Philip Strickland, counsel to coroner Sharon Freund, says there had been a culture of silence on the ship and a climate of “fear or intimidation” that made it difficult for the Australian Federal Police to investigate the case. The hearings probed intrigue involving Jessie Martinez, a 26-year-old gay galley hand who had been at sea just two months. Martinez — and other crewmembers — alleged that Salas bullied, teased and assaulted him after he was “outed.” Salas denied the allegations in Skyped testimony from the Philippines, saying he had punched the green seaman in the stomach because Martinez had boasted he had rock-hard abs and whacked him in the rear end with a slipper at a ship’s party after warning him to stop dancing provocatively.
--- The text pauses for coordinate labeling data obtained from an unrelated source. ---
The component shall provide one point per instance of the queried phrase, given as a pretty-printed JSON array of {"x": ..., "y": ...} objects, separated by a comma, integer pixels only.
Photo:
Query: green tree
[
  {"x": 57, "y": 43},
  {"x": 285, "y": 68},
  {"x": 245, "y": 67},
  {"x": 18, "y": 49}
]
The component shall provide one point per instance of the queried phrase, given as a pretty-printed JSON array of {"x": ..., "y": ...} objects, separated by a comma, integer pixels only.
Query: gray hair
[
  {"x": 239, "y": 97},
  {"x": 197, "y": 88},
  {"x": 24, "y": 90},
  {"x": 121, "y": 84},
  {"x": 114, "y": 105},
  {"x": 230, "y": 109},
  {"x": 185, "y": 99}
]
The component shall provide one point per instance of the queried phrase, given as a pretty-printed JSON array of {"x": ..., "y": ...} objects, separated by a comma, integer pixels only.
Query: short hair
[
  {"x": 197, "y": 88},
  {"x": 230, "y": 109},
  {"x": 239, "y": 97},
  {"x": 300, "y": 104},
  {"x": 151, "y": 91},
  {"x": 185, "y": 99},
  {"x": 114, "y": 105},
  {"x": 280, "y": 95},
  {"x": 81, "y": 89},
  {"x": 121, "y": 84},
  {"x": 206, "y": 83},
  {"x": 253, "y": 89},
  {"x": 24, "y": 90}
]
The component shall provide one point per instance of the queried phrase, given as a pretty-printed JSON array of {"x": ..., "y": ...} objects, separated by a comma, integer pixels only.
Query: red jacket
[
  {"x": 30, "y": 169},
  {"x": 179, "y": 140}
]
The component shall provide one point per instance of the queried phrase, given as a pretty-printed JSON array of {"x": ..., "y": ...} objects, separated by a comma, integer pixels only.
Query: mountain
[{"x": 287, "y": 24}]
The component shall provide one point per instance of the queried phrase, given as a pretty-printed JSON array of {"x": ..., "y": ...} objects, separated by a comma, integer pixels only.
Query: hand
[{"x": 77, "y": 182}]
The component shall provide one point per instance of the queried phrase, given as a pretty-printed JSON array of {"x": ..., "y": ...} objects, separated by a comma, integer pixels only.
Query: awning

The federal police say crew testimony also revealed that Martinez — encouraged by shipmate Raul Tunacao Vercede, a 34-year-old veteran engine oiler — had written a complaint against the captain on Llanto’s computer and planned to file it with the International Transport Workers’ Federation in Australia. The complaint detailed Martinez’s grievances against Salas, as well as the captain’s moonlighting as a gun dealer. The coroner learned that Llanto, a mentor of Martinez’s, had strongly advised the young crewman not to file the complaint because it would reflect poorly on those who helped him get his merchant mariner job, and that Llanto and Vercede had argued bitterly over the matter.
Ultimately Martinez decided not to file the complaint and went to the captain to tell him he had decided not to. Strickland says Salas found out about the plan on the morning of Llanto’s disappearance and ordered Martinez to delete it from Llanto’s laptop.
Other tensions surfaced, as well. One crewmember testified that he overheard Salas and Llanto arguing in the ship’s galley a week before the cook’s disappearance about an order the captain had given to serve less food to the crew, which would have reduced the galley budget and benefited the captain financially.
At least one crewmember testified that he “feared for his life” after Llanto disappeared. Others disembarked at Port Kembla after the incident, also because of fear, and one crewmember testified that engineer Collado, who died in the fall, had “not been sleeping well” in the days before his death. “At the very time of [Llanto’s] disappearance and [Collado’s] death, there was intense personal conflict and mutual mistrust among the crew,” Strickland said at the court hearing.

Adding more mystery to the case, audio recordings from the ship’s upper decks for the period when Llanto disappeared, which were supposed to be on the ship’s voyage data recorder, were overwritten rather than saved, as required by law, representatives of Hachiuma Steamship reported to the court. No reason was given for the oversight.
The Coroner’s Court had not determined Llanto’s or Collado’s cause of death as of mid-July, and federal authorities had filed no charges, though the cases are three years old. However, Australian Regional Media, one of the country’s largest newspaper publishers, and Four Corners, an investigative television program, published series on the deaths this past June, which stirred up a political hornet’s nest and an Australian Senate inquiry into flag-of-convenience shipping.
Flag-of-convenience refers to the practice of shipping companies registering a vessel in a country with lax rules and regulations, such as Panama, Liberia or the Marshall Islands. The ship flies the flag of the “host” nation. The practice reduces operating costs and enables a shipper to avoid tougher regulations in its true home country.
“The murky world of FOC shipping needs to be investigated,” says Dean Summers, the Transport Workers’ Federation’s Australia coordinator, in a statement. “Intimidation, bullying and harassment are often an unfortunate part of life on board FOC vessels, and it’s allowed to happen because of jurisdictional blurred lines and a lack of regulation.”